Tonolo indossa il suo oramai tradizionale berretto dal sapore siculo, bianco così come i suoi abiti. La voce del suo sax inizia a diffondersi nell'aria e, alla stregua di un flauto magico, ad avvicinare altre persone, anche quelle che volevano più comodamente sedere ai tavoli dei numerosi ristoranti e bar che circondano Piazza del Campo.
Tonolo
esegue quasi per intero il suo ultimo lavoro discografico da leader: "Italian
Songs". Non dirmi chi sei, la sempre affascinante Metti una sera a cena, E penso a te scatenano i primi sentiti applausi ed avvolgono il pubblico in un caldo abbraccio. L'impeccabile tecnica del leader si pone subito in evidenza così come le alchimie metriche della sezione ritmica.
Senza Fine è caratterizzata da un intro di piano solo struggente.
Zegna, dopo aver percorso i tasti con veemente leggiadria cede la nota al sax di
Tonolo che esegue le armonie dello storico brano di Gino Paoli frammentandole e, con arguzia, ricomponendole.
Chambers e Brown sorreggono ogni momento con grazia e stile e dialogano con particolare abilità ed affiatamento.
Il corposo duettare tra piano e sax introduce Almeno Tu Nell'universo. La voce di
Tonolo si fa ancora più struggente, descrive ogni emozione che fuoriesce dal brano. L'arrangiamento rimarca l'abilità di
Zegna.
Il leader, pur rimanendo algido, riesce a riscaldare la platea con il suo molle fraseggio. Non è mai distaccato e riesce a trasmettere tutto il suo amore per le note, per la musica.
Il concerto termina con l'esecuzione di Sincerità prima e Sospeso, poi.
In una notte di stelle e con le luci soffuse di Piazza del Campo che rispondono a quelle più robuste e colorate del palco, si chiude il primo set.
Rapido cambio-palco e breve introduzione per un "mostro sacro" del jazz:
Gianluigi Trovesi con il suo ottetto.
Il combo sale sul palco sorretto dal suono registrato di un clavicembalo.
Trovesi
troneggia nella sua fisica imponenza, nel suo mastodontico fascino di icona del jazz europeo e, consentitemi, non solo. Spicca subito una formazione ricca ed anomala: da una parte una sezione cameristica formata da un violoncello (Marco Remondini che si divertirà e diletterà anche con il sax) e da un contrabbasso (Roberto Bonati); dall'altra una sezione "elettrica" ed "elettrificante" con Marco Micheli al basso, Fulvio Maras alle percussioni e Vittorio Marinoni alla batteria. Poi i fiati: oltre a
Trovesi (sax alto e clarinetti), Beppe Caruso al trombone e Massimo Greco alla tromba ed alle figure elettroniche disegnate con il computer.

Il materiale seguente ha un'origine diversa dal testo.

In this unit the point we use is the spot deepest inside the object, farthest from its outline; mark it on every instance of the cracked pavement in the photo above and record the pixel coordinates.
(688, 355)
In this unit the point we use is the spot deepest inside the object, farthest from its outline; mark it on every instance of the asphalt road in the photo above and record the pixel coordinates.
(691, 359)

Fugace è un viaggio attraverso la musica senza tralasciare alcun suono significativo. E' la libertà d'espressione del pensiero attraverso gli strumenti, pensiero che invade l'intera piazza e gli strumenti tutti parlano. Il linguaggio forbito di
Trovesi s'incontra con le saettanti esecuzioni funky del veemente drive di
Beggio e condito dalle rapsodiche involate di Maras.

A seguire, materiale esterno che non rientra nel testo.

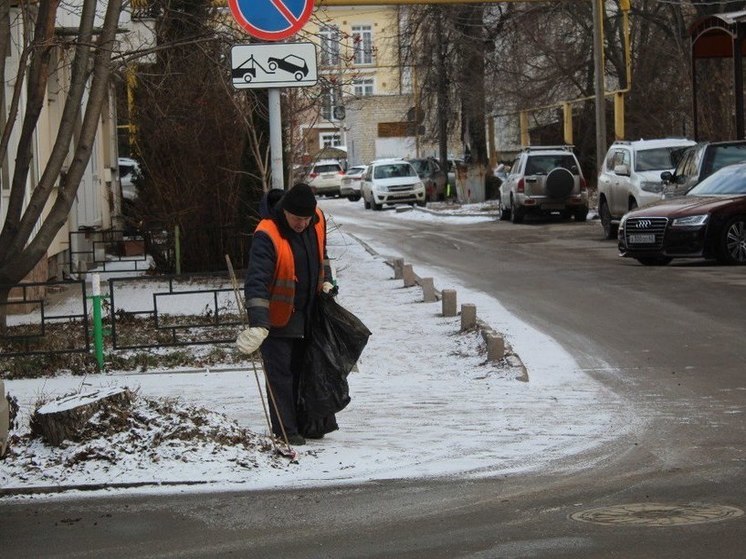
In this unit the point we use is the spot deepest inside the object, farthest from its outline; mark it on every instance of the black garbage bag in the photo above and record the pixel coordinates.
(338, 338)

I fiati chiacchierano in libertà, gigioneggiano, si prendono in giro reciprocamente.
Trovesi cambia spesso voce alternando sax, clarino ed anche il clarinetto mi bemolle. Parla. E' la voce narrante di questa fugace storia della musica che scorre sul palco.

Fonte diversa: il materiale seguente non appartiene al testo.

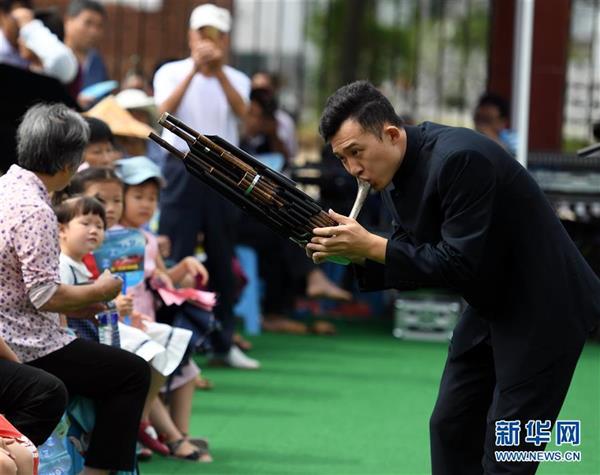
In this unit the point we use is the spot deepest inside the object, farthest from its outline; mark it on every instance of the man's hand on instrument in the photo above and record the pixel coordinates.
(348, 239)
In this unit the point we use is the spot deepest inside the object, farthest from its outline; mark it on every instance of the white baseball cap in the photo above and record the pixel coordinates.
(210, 15)
(135, 99)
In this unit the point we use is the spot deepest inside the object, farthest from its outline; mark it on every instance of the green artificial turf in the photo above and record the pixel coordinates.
(356, 403)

Basso e contrabbasso s'inseguono, si sfidano anche nei pezzi più aspri lì dove il violoncello diventa una Stratocaster che distrugge gli archetipi ed infiamma il pubblico.
Poi il dixieland, quello più vicino ad Armstrong, fino ad arrivare ai suoni ancestrali dal profumo tribale che aprono alle frammentazioni elettroniche comandate da Massimo Greco alla stregua dei miglior dj.
Trovesi lo segue con lo sguardo, aspetta i suoi input programmatici per dare corpo alle sue incursioni free.
Le sonorità jungle che fuoriescono dal computer, supportate dalla vivace sezione e corroborate dal synth, animano anche i più giovani che accennano passi di danza.
La musica entra nel sangue e gli occhi di
Trovesi penetrano i suoi otto compagni di viaggio che teatralizzano ogni singola mossa.
La libertà dagli schemi è servita. La fusione di suoni e di tempi è composta. Ma tutto con profonda conoscenza della tradizione, delle strutture e con garbo sintattico e grammaticale.
Il suono del clavicembalo, al termine, chiude il ciclo e, compostamente ma sornionamente, i nove viaggiatori escono di scena.